El proceso fue coordinado desde la Facultad de Agronomía, Zootecnia y Veterinaria (FAZyV-UNT), a través de la Cátedra de Producción de Bovinos para Leche y del Laboratorio de Calidad de Lácteos (LACALAC), tras más de dos décadas de investigación y trabajo territorial.
“Para elaborar y redactar la IG fue necesario un intenso trabajo de investigación y extensión”, explicó el coordinador del proyecto, Rubén Oliszewski. Entre los estudios realizados se incluyeron ensayos de caracterización composicional de la leche y de los quesos, evaluaciones organolépticas mediante paneles entrenados y pruebas de cata destinadas a determinar reconocimiento, diferenciación respecto de otros quesos y preferencia en consumidores. “Estos análisis permitieron establecer un perfil sensorial distintivo asociado al sistema productivo de los Valles Calchaquíes”.

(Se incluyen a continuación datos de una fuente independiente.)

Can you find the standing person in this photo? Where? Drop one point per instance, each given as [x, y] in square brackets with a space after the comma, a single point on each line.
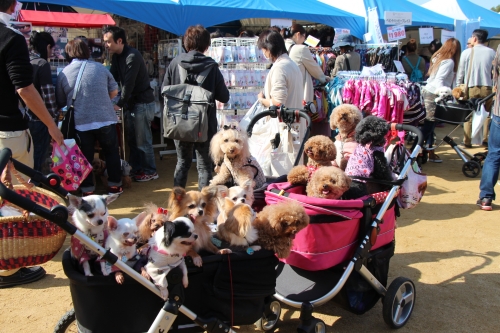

Altura, clima y bacterias: la receta irrepetible
Uno de los rasgos que vuelve único a este queso es su origen en un ambiente de altura. Tafí del Valle se ubica entre los 2.000 y 3.000 metros sobre el nivel del mar y está rodeado por cordones montañosos que generan un microclima propio. Ese entorno, frío, seco y con pastizales adaptados a la altura, influye directamente en la alimentación del ganado, en la composición de la leche y en los microorganismos que participan en la elaboración.